TMF thesis for this collar
The market-implied 1-standard-deviation range for TMF extends from approximately $33.21 on the downside to $38.29 on the upside. A TMF collar hedges an existing long TMF position with a protective put while financing the put cost via a short call; when the premiums roughly offset, the collar acts as a near-zero-cost insurance band around the current spot. Current TMF IV rank near 11.45% sits in the lower third of its 1-year distribution, where IV often re-expands toward the mean; this favors premium-buying structures and disadvantages premium-selling structures on TMF at 24.80%. As a Financial Services name, TMF options can move on sector-level news flow (peer earnings, regulatory updates, industry-specific macro data) in addition to TMF-specific events.
TMF collar positions are structurally neutral (protective); the modeled P&L assumes European-style exercise at expiration and ignores early assignment, transaction costs, dividends paid before expiry on the stock leg (when present), and the bid-ask spread on the listed chain. TMF positions also carry Financial Services sector concentration risk; news flow inside the sector (peer earnings, regulatory shifts, supply-chain headlines) can move TMF alongside the broader basket even when TMF-specific fundamentals are unchanged. Always rebuild the position from current TMF chain quotes before placing a trade.

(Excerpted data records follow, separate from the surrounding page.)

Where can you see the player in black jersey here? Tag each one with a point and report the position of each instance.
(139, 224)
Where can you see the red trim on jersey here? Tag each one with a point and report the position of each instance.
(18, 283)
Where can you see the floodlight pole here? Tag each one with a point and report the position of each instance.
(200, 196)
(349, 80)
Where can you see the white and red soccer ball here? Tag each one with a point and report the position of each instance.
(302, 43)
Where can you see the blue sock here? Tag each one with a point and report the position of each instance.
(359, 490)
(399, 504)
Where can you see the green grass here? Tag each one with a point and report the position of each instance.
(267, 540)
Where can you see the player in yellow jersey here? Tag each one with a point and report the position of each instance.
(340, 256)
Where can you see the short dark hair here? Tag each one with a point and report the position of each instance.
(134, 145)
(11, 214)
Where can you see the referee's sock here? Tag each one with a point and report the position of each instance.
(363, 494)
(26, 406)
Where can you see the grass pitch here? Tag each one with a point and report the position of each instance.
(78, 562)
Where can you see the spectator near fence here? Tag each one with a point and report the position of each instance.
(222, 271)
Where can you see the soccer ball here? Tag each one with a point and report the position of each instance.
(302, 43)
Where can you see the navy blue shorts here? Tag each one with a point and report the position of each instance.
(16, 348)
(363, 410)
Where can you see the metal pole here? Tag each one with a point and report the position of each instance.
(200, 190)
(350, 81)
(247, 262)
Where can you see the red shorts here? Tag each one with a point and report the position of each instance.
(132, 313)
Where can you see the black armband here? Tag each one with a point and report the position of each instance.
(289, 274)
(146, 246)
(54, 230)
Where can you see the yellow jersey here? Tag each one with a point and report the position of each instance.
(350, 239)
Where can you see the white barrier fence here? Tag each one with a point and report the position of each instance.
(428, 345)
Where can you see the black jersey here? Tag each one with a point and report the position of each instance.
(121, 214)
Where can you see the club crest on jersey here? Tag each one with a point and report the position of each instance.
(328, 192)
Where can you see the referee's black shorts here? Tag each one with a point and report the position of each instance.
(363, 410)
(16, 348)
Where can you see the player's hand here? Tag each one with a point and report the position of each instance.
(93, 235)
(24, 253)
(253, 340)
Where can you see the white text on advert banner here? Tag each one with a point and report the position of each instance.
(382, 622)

Frequently asked questions
- What is a collar on TMF?
- A collar on TMF is the collar strategy applied to TMF (etf). The strategy is structurally neutral (protective): A collar pairs long stock with a protective out-of-the-money put financed by a short out-of-the-money call, capping both tails of the position around the current spot. With TMF etf trading near $35.75, the strikes shown on this page are snapped to the nearest listed TMF chain strike and the premiums come straight from the end-of-day bid/ask midpoint.

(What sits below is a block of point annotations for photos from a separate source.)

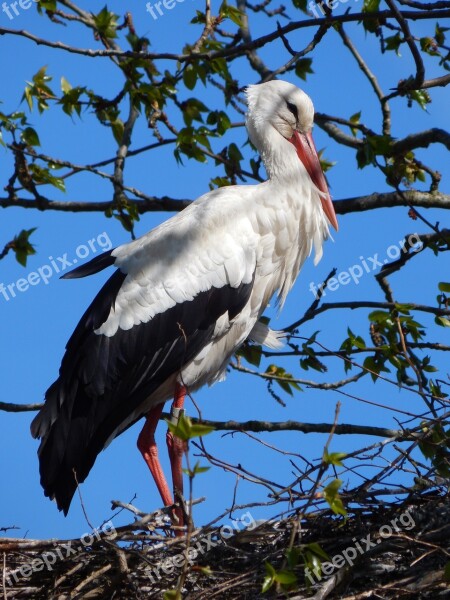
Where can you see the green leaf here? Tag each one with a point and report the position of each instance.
(190, 77)
(30, 137)
(303, 67)
(22, 247)
(355, 119)
(43, 175)
(186, 430)
(422, 97)
(442, 321)
(106, 23)
(333, 458)
(393, 42)
(65, 85)
(332, 497)
(232, 13)
(286, 577)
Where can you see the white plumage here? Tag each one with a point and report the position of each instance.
(188, 293)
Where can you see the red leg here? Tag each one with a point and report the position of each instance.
(149, 450)
(176, 446)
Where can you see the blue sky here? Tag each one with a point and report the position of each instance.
(37, 322)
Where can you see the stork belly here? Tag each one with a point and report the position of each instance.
(210, 364)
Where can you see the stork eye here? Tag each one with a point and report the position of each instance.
(293, 109)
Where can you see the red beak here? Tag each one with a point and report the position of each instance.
(307, 153)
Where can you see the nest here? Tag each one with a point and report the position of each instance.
(383, 552)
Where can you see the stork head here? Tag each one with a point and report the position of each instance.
(281, 107)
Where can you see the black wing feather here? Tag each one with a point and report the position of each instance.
(103, 380)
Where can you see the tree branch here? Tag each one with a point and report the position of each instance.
(270, 426)
(233, 52)
(391, 199)
(364, 304)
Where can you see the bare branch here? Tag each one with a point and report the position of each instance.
(9, 407)
(390, 199)
(270, 426)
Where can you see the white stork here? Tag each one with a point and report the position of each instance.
(183, 299)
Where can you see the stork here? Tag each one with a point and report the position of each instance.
(184, 297)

- How are TMF collar max profit and max loss calculated?
- Max profit roughly equals short-call strike minus cost basis plus net premium; max loss roughly equals cost basis minus long-put strike minus net premium. Breakeven shifts by the net premium. For the TMF collar priced from the end-of-day chain at a 30-day expiry (ATM IV 24.80%), the computed maximum profit is $181.00 per contract and the computed maximum loss is -$169.00 per contract. Live intraday quotes will differ as the chain moves through the trading session.

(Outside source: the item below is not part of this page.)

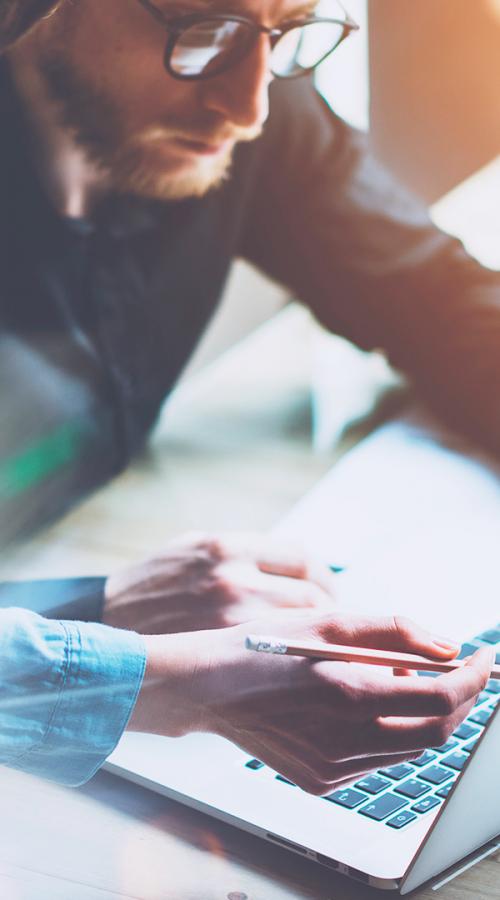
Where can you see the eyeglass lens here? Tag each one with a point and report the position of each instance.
(211, 46)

- What is the breakeven for a TMF collar?
- The breakeven for the TMF collar priced on this page is roughly $35.69 at expiration, derived from end-of-day chain premiums. Breakeven is the underlying price at which the strategy's P&L crosses zero ignoring transaction costs and assignment risk. The current TMF market-implied 1-standard-deviation expected move is approximately 7.11%; if the move sits well outside the breakeven distance, the structure's risk-reward becomes correspondingly tighter.
- When should you consider a collar on TMF?
- Collars on TMF hedge an existing long TMF etf position; the long put sets a floor while the short call finances it, often run as a near-zero-cost hedge during expected volatility windows.
- How does current TMF implied volatility affect this collar?
- TMF ATM IV is at 24.80% with IV rank near 11.45%, which is on the low end of its 1-year range. Premium-buying structures (long call, long put, debit spreads) are relatively cheap in this regime; premium-selling structures collect less credit per unit risk.